Hi Noesis, I just noticed that your implementation, combined with the efficientKAN by Blealtan (https://github.com/Blealtan/efficient-kan), results in a structure very similar to Siren(MLP with Sin activations). efficientKAN first computes the common basis functions for all the edge activations and the output can be calculated with a linear combination of the basis. If the basis functions are fourier, then a KAN layer can be viewed as a linear layer with fixed weights + Sin activation + a linear layer with learnable weights, which is a special form of Siren. I think this may show some connection between KAN and MLP.

bionhoward · 2024-05-04T09:33:12

How could this help us understand the difference between the learned parameters and their gradients? Can the gradients become one with the parameters a la exponential function?

sevagh · 2024-05-02T07:20:37

Does your code work? Did you train it? Any graphs?

>Of course, if my code doesn't work, it doesn't mean theirs doesn't.

But, _does_ it work?

agnosticmantis · 2024-05-01T19:26:17

How GPU-friendly is this class of models?
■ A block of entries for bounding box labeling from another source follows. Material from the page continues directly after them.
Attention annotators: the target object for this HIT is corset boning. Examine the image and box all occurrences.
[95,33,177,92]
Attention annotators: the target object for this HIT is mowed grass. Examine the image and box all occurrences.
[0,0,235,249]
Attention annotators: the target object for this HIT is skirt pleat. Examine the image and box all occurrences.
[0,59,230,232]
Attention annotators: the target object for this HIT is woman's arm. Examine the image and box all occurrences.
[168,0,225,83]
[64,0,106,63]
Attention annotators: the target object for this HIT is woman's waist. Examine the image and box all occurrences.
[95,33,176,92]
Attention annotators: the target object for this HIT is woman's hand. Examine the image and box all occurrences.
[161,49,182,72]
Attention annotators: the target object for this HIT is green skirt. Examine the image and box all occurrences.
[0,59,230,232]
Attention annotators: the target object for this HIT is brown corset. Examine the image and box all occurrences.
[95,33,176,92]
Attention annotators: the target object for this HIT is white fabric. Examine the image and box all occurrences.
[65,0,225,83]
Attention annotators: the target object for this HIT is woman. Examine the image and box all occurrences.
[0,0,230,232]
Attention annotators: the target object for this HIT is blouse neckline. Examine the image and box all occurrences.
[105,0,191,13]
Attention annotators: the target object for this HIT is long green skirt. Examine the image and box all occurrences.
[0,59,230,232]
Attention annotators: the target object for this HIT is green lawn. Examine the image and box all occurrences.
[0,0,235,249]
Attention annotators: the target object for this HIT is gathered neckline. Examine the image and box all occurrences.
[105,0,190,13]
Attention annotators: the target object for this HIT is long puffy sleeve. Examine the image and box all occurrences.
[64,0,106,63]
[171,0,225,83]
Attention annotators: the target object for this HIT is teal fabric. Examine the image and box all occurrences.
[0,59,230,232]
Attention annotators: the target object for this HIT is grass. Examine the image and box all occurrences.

cloudhan · 2024-05-02T00:44:48

Very unfriendly.

The symbolic library (type of activations) requires a branching at the very core of the kernel. GPU will need to serialized on these operations warp-wise.

To optimize, you might want to do a scan operation beforehand and dispatch to activation funcs in a warp specialized way, this, however, makes the global memory read/write non-coalesced.

You then may sort the input based on type of activations and store it in that order, this makes the gmem IO coalesced but requires gather and scatter as pre and post processing.

jiggawatts · 2024-05-02T06:25:29

Wouldn't it be faster to calculate every function type and then just multiply them by 0s or 1s to keep the active ones?

samus · 2024-05-02T07:17:28

That's pretty much how branching on GPUs already works.

svantana · 2024-05-02T15:21:45

couldn't you implement these as a texture lookup, where x is the input and the various functions are stacked in y? That should be quite fast on gpus.

itsthecourier · 2024-05-01T15:07:02

you really are a pragmatic programmer, Noesis

GistNoesis · 2024-05-01T18:42:26

Thanks. I like simple things.

Sums and products can get you surprisingly far.

Conceptually it's simpler to think about and optimize. But you can also write it use einsum to do the sum product reductions (I've updated some comment to show how) to use less memory, but it's more intimidating.

You can probably use KeOps library to fuse it further (einsum would get in the way).

But the best is probably a custom kernel. Once you have written it as sums and product, it's just iterating. Like the core is 5 lines, but you have to add roughly 500 lines of low-level wrapping code to do cuda parallelisation, c++ to python, various types, manual derivatives. And then you have to add various checks so that there are no buffer overflows. And then you can optimize for special hardware operations like tensor cores. Making sure along the way that no numerical errors where introduced.

So there are a lot more efforts involved, and it's usually only worth it if the layer is promising, but hopefully AI should be able to autocomplete these soon.